This type of analysis of the notion of rights needs to be done more often. Of course, rights don't "exist." Rights are a philosophical construct. They exist in our heads. It's kind of like the value of money: only the fact that we believe these little bits of paper and computer blips at the bank have value do they end up having value.
Because rights don't exist, we try very hard to give them some sort of existence. We give them names. WE write them down, put them in formal documents, maybe even international documents with signatures. We do whatever we can to make rights seem like real things.
Because we know rights can be gone in a puff of breeze. One slip of a pen, one vote in government, and decades of work toward increasing rights can evaporate.
This is why, I believe, people work so hard to get rights put into documents. They want to protect rights to help make a better world.

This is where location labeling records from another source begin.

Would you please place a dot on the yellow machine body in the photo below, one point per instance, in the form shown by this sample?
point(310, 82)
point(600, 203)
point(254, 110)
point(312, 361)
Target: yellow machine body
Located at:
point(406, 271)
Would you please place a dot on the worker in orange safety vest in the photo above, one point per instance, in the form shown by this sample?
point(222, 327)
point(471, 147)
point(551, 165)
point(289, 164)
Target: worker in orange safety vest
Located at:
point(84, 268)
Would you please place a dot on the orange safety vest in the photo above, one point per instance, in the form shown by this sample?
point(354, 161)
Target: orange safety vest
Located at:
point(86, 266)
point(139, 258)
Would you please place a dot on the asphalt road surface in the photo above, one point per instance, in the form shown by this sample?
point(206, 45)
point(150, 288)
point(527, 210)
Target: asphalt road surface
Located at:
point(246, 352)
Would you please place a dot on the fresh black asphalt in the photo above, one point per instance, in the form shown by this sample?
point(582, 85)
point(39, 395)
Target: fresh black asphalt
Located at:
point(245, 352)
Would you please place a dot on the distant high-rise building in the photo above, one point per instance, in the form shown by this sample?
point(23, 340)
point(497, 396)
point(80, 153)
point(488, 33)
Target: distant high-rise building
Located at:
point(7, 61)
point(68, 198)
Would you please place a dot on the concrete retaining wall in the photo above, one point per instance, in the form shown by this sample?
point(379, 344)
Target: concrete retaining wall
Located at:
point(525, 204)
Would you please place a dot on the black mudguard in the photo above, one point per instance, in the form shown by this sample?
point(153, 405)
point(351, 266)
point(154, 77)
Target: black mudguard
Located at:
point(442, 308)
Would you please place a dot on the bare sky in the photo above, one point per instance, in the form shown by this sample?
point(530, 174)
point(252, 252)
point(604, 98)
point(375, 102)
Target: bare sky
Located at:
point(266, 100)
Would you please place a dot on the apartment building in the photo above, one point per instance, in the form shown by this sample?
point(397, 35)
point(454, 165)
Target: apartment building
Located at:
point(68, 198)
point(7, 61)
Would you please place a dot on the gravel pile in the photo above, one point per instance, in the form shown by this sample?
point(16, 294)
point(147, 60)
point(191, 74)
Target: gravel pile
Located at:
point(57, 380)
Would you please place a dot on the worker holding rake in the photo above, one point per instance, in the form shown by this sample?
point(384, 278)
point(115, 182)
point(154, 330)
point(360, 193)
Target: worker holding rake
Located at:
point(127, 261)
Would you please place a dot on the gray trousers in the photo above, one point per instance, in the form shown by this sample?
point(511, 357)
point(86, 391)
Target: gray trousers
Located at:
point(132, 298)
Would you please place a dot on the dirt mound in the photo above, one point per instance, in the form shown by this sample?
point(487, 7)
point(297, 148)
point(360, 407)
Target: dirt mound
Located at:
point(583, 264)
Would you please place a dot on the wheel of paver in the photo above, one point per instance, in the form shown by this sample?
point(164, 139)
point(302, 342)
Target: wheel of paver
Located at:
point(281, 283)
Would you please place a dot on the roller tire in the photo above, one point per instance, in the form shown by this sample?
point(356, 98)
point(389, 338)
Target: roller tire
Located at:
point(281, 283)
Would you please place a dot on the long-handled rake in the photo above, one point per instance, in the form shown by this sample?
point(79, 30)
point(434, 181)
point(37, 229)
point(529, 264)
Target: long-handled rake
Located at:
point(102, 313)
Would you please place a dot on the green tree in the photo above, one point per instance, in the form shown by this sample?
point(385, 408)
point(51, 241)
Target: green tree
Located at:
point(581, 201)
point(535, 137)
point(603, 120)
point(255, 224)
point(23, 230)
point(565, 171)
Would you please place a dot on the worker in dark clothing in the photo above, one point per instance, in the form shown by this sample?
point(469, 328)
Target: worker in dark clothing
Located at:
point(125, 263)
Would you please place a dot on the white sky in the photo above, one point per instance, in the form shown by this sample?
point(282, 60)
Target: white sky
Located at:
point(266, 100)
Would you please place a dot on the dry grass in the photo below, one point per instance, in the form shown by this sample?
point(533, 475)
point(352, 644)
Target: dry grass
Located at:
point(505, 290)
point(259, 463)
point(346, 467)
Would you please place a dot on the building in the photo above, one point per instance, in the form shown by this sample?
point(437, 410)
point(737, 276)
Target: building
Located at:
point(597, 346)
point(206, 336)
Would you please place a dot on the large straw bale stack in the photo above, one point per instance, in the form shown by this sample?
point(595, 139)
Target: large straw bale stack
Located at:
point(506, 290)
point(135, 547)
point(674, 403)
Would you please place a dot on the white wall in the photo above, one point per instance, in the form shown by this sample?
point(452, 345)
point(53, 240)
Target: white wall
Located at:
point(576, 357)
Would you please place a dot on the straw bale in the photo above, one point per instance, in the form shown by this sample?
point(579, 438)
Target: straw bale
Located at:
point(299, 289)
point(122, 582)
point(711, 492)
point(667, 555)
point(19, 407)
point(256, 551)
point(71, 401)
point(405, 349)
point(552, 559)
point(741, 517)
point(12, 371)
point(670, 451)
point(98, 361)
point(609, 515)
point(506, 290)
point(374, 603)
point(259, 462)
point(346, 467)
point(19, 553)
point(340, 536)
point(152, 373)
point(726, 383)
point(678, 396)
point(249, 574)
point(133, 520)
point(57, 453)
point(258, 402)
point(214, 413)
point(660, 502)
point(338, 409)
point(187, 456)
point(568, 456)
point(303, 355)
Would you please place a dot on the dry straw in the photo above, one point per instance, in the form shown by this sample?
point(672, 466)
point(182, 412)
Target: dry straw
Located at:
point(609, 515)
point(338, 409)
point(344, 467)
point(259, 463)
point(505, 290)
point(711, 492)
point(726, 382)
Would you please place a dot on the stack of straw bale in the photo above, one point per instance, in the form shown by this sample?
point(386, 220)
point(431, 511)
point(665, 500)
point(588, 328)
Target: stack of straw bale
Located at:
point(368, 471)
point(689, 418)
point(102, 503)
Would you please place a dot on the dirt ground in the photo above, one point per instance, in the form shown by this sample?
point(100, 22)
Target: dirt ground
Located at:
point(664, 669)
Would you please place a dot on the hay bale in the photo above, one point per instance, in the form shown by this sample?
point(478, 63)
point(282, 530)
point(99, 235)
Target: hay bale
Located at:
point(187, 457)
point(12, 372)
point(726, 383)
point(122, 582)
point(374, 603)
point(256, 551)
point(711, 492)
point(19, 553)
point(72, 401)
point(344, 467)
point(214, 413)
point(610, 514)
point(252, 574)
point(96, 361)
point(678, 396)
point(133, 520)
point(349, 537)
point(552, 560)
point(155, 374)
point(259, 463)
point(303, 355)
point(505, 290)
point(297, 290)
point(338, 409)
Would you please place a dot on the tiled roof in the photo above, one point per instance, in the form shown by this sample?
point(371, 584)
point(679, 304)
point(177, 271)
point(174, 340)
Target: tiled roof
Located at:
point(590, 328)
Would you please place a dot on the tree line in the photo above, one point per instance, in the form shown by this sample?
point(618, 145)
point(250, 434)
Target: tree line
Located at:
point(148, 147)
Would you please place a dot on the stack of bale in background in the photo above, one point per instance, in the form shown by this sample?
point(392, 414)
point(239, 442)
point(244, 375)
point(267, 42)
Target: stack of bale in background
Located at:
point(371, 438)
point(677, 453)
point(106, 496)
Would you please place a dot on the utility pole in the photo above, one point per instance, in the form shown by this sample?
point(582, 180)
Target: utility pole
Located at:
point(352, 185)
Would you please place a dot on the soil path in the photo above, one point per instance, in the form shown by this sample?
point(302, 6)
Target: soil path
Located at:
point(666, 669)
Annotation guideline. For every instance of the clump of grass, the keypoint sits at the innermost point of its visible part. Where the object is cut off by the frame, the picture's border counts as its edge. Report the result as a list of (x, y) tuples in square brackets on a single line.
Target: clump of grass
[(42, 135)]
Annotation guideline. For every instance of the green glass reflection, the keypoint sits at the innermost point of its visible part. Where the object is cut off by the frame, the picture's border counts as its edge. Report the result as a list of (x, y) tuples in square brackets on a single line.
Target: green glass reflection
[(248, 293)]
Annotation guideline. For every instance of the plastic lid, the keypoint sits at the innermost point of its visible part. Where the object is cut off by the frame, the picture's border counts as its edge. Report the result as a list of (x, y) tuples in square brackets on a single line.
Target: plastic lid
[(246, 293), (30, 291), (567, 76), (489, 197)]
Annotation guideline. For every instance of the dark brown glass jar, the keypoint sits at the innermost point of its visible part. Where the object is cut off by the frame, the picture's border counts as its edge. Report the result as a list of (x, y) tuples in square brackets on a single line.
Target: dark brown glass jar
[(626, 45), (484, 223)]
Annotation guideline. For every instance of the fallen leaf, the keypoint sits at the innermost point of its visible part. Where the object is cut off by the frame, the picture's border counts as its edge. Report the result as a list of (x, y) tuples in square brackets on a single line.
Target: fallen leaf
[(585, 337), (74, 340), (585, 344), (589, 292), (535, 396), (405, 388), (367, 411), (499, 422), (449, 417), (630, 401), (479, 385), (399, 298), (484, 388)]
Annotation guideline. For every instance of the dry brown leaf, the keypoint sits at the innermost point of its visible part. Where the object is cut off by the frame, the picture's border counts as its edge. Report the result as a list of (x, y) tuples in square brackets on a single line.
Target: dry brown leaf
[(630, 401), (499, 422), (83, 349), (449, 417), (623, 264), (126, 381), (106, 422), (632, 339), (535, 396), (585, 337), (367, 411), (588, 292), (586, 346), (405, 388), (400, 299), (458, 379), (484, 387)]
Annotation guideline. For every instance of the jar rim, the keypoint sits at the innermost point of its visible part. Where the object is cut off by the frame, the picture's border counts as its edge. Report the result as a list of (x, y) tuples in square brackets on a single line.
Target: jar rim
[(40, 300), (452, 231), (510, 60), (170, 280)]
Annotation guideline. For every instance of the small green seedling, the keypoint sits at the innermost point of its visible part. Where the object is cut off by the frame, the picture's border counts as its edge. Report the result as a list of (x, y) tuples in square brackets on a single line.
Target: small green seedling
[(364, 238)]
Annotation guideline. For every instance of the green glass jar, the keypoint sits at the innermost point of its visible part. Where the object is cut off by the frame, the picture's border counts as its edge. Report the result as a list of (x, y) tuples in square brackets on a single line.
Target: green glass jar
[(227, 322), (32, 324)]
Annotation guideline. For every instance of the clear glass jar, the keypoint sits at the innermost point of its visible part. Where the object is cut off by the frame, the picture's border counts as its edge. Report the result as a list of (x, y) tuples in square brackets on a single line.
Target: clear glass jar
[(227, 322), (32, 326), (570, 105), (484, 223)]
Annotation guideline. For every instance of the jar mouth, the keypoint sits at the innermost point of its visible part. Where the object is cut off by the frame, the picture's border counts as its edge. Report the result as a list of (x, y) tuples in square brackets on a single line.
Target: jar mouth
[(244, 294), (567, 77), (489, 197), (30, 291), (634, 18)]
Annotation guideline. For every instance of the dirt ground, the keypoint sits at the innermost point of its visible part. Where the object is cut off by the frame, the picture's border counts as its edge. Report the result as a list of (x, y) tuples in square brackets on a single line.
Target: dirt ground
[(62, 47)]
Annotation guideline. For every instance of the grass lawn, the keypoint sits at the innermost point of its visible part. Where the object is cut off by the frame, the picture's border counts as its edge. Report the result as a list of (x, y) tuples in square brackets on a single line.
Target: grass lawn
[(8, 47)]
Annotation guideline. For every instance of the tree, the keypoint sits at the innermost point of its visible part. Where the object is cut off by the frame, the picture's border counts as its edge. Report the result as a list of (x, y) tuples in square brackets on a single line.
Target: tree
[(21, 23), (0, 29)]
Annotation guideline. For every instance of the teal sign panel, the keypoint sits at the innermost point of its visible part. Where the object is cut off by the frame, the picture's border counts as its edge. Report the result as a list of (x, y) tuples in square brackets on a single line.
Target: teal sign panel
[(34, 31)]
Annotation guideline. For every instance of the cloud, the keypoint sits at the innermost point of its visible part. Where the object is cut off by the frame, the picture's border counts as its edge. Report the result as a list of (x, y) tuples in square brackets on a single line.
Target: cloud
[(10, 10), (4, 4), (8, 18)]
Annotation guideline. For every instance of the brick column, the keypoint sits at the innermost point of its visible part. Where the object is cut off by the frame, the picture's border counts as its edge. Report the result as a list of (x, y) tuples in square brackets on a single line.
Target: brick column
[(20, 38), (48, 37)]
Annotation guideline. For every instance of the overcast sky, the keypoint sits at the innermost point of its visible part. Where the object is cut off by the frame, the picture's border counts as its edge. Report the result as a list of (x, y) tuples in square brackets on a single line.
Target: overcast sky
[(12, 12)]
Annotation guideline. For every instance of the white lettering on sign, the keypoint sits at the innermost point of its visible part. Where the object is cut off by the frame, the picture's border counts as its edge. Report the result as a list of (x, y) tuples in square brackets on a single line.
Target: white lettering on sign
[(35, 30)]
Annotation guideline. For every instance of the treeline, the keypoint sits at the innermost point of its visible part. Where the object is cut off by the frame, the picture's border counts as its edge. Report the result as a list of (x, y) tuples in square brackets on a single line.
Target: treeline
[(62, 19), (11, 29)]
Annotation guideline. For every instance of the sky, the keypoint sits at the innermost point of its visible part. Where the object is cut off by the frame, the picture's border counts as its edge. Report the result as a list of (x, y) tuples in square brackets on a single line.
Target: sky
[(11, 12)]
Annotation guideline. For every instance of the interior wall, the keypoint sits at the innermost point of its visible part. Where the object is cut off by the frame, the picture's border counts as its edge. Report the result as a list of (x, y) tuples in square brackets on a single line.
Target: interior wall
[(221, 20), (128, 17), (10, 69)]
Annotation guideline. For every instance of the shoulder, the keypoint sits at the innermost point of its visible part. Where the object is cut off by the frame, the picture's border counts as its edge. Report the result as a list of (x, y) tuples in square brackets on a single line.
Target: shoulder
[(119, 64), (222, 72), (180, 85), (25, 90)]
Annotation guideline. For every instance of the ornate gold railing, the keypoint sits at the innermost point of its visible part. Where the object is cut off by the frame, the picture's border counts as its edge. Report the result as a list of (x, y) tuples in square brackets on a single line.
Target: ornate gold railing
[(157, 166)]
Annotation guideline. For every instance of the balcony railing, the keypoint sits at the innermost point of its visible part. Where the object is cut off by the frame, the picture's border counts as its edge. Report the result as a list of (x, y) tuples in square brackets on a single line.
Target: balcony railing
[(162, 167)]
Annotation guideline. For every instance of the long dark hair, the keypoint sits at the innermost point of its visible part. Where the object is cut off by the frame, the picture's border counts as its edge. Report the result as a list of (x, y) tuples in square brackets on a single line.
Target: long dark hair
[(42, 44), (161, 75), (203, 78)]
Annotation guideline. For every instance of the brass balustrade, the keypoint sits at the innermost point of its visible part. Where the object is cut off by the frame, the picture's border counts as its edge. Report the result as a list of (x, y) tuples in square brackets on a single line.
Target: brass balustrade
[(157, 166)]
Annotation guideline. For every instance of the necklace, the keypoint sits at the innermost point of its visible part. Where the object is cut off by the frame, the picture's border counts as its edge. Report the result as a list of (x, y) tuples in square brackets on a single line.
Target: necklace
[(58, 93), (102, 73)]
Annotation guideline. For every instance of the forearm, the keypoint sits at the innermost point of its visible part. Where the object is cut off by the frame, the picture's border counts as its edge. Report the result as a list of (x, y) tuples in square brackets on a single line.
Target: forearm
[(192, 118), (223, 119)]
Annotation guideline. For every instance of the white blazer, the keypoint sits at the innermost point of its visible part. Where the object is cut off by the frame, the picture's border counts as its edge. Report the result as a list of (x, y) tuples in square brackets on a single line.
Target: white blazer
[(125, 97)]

Rights are not things because they don't work perfectly. For example, rights collide. Abortion is a good example. So are native rights. (Canada is currently one of four very miserable countries that has refused to sign the new UN declaration of the rights of native people. The government's claim is that rights collide: many groups are affected by these rights. Sceptics believe the government refused to sign because they don't want to close off corporate access to the resources on native land.)
As well, nature appears not to know about rights.
Yet Jesus appears to have bade us to create or bring out Heaven on Earth. So working toward rights seems to be a step in this direction, provided one realizes that rights are very limited ideas.
Hilda Clark of the Friends Relief Mission in Austria (1919-1922) once wrote: "Justice is of the Spirit, not of the outside world--but our understanding is so wrapped up in the outward things that we can only grow spiritually by applying spiritual things to material ones--therefore *we* must be just though Nature is not."